Let The Good Times Roll, Happy Birthday Ric Ocasek Of The Cars

Let The Good Times Roll, Happy Birthday Ric Ocasek Of The Cars

the cars ric coasek
Ric Ocasek of The Cars at The Omni Coliseum in Atlanta Georgia October 16, 1980. (Photo By Rick Diamond/Getty Images)

In celebration of The Cars’ elongated main man’s 70th birthday this weekend (at least we think it may be his 70th - according to various sources he was born on March 23, 1949, but other sources suggest he is already 74 - the mystery continues.

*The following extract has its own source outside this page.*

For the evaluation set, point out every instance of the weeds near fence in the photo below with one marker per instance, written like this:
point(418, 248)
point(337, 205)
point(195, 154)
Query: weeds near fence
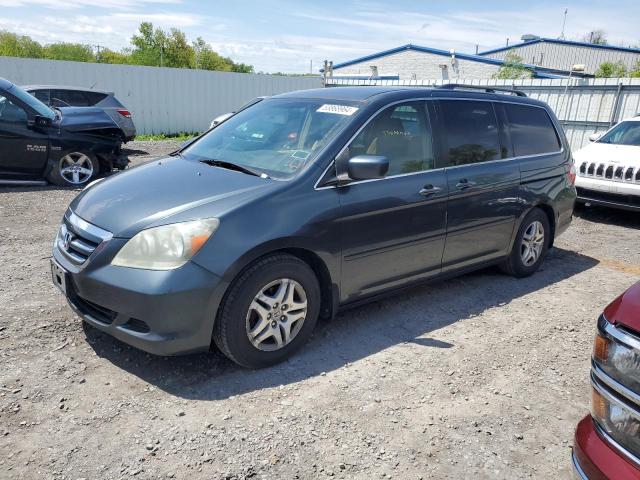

We'll save confirming once we've seen a birth certificate), let's looks at Ric Ocasek’s classic Cars hits as well as his earlier bands and some of his influential work as a producer.

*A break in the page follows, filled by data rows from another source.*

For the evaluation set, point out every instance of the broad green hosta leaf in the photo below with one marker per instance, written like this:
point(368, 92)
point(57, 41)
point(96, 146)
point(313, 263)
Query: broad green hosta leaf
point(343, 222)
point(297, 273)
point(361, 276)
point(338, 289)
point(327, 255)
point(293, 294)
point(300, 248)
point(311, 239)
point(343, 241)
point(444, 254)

We've also just celebrated 35yrs since the release of The Cars seminal album, Heartbeat City. More on that one, here. 

Born Richard Theodore Otcasek in Baltimore, Maryland, The Cars’ Ric Ocasek was, like so many “New Wave” artists of the late 70s, not exactly new when he caught a barrel into the Top 20 with The Cars’ first album in 1978. Indeed Ric was probably more experienced than most of his contemporaries, having been in bands since the mid-60s in Ohio – where he met his future collaborator in The Cars' Benjamin Orr,  and Ann Arbor, Michigan, before relocating to Boston in the early 70s. He had his first major label experience in 1973 – again with Orr - recording an album with the country rock/folk-influenced, Milkwood. Remaining in Boston, the pair formed Richard and the Rabbits, which included future Cars keyboard player Greg Hawkes, and then Cap’n Swing, which included guitarist Elliot Easton. Ric, Ben, together with Greg and Elliot, eventually became The Cars with the addition of former Modern Lovers and DMZ drummer David Robinson in 1976. 

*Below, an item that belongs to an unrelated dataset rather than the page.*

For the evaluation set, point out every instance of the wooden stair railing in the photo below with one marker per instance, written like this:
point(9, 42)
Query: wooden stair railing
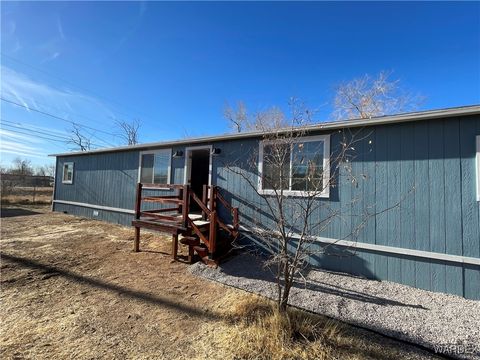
point(211, 196)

With their lean and clean modern sound and an abundance of catchy tunes, The Cars became the pick to click on a Boston new wave scene populated generally by rawer rock’n’roll bands like The Real Kids, DMZ, and Willie Alexander & The Boom Boom Band. Signing to Elektra Records, who put them in the studio with Queen producer Roy Thomas Baker, their success seemed assured, and their June 1978 album had a long run on the charts. It also spawned three classic hit singles, including Ocasek’s  “Best Friend’s Girl” and ”Good Times Roll”.


The Cars lasted until 1988, with Ocasek and Orr sharing the frontman role and clocking up numerous hits over the years. Ric was well placed solo-career wise, having released his first solo album at the height of Cars success in 1982 and having had a Top 20 hit with the single “Emotion in Motion” in 1986.

In 1997, Ocasek released the Billy Corgan co-produced album Troublizing. When the Cars reformed in 2005 as The New Cars  - minus Orr, who had died of cancer in 2000 – he chose not to be involved (letting Todd Rundgren take his and Orr’s place up front), but in 2010 a reunion of with  Elliot Easton, Greg Hawkes and David Robinson produced a final Top 10 Cars album Move Like This.

Almost from the beginning of his high-profile life as a hitmaker with The Cars, Ocasek had broadened his involvement producing other artists, most successfully for Weezer. His other clients ranged from seminal New York African-American punks the Bad Brains to Bad Religion to No Doubt, with other notables including Boston legend (and Cars drummer David Robinson's old boss in the Modern Lovers, Jonathan Richman), and seminal New York electronic duo Suicide, as well as Suicide frontman Alan Vega. Indeed Ric produced Suicide’s classic second album and the iconic single “Dream Baby Dream”, which was covered in recent years by Bruce Springsteen.

In 2018, The Cars were inducted into the Rock’n’Roll Hall of Fame, which saw another momentary reformation, and Ocasek leading the surviving band members through performances of three of their classic hits.